David Butt Philip (Narraboth) and Malin Bystrom (Salome) © ROH | Clive Barda (2018)
David Butt Philip (Narraboth) and Malin Bystrom (Salome)
© ROH | Clive Barda (2018)

Butt Philip recounts how, after the Zwerg Sitzprobe, he was faced with a piano stage rehearsal that same evening. “Immediately after the Siztprobe, Donald Runnicles told me ‘You’re not to sing another note today!’ Every time he felt I was starting to put some voice into the note, he’d give me the hand. Nothing. He knew – as I now know – that this is not a role you can sing twice in one day. It’s not possible. You’ll kill yourself. None of us are made of steel. These types of roles can be exhilarating.”

Last autumn he sang in Daniel Kramer’s staging of Britten’s War Requiem at ENO. “One of the best things I’ve done,” he unequivocally declares. “Everyone knows the War Requiem and it’s a risk to stage it, but the key for me was chatting with Daniel about what the work meant to us. It became clear to me very quickly that he understood the reverence that a lot of us have for that piece. I’m a massive Britten addict.” The tenor had performed it with Roderick Williams before in Lisbon and they talked to Kramer about the emotional difficulties encountered in Strange Meeting. “It’s very hard, even on a concert platform facing the audience, so when you have to look each other in the eye, it’s nigh on impossible. It took us quite a long time to stage that scene because we struggled to get through it. When you’re rehearsing something like that which has an impact on you, you never quite know if that’s necessarily going to translate to the audience. We could tell on opening night that it was working for the audience and that was very gratifying, but I do know plenty of people that it didn’t work for.”

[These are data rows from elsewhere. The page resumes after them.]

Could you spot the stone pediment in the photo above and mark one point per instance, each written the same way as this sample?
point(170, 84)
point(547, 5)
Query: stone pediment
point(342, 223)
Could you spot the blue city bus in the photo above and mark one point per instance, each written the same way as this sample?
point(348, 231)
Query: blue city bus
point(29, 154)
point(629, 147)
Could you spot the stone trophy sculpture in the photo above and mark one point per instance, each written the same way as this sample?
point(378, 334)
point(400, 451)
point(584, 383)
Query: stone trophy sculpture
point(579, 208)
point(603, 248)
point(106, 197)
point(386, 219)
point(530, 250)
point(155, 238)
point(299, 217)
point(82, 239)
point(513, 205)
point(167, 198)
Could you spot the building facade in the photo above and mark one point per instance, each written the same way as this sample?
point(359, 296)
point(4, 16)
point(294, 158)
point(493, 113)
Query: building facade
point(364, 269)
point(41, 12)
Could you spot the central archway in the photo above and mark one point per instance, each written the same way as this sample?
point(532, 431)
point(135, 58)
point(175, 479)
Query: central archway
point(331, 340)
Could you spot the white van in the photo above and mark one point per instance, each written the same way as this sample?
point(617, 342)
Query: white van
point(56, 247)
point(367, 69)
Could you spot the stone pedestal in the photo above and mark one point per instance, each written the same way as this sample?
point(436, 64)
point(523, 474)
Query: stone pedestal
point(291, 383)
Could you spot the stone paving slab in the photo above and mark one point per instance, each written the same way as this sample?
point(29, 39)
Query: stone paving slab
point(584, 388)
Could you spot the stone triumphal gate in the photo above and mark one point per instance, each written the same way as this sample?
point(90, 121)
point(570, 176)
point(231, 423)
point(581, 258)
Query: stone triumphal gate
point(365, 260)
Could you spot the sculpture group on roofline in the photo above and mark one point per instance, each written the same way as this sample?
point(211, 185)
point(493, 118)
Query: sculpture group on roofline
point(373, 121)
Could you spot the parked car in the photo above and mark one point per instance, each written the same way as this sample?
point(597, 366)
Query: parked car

Roderick Williams and David Butt Philip in <i>War Requiem</i> at ENO © Richard Hubert Smith (2018)
Roderick Williams and David Butt Philip in War Requiem at ENO
© Richard Hubert Smith (2018)

What other Britten roles would he like to sing? “I’m in a weird place right now. I’m probably too old for Albert Herring. I don’t know if anyone would give me Lucretia now. I’m probably past Lysander. In my head, I probably have to wait five or ten years before I do Captain Vere or Peter Grimes which are the roles I’d kill to do. If I get to sing Grimes once, I will die a happy man. And Vere. I grew up listening to those roles and they're shows I have dreamt of being involved with. I was incredibly fortunate that the first opera I did with a “grown-up” company was Billy Budd – I was in the chorus when the Glyndebourne production was new in 2010 – it’s my favourite opera and with a huge number of my friends. It was a life-changing experience.

And if he could switch back to being a baritone for the day? He replies without hesitation. “Budd. The whole time I was at college, that was all I ever wanted. That was my dream. I grew up listening to Simon Keenlyside and Tom Allen and being obsessed with them. So yes, Budd’s the one that got away, but I’ve made my peace with that and the trade off I’ve made with God is that I get to do Grimes at some point!”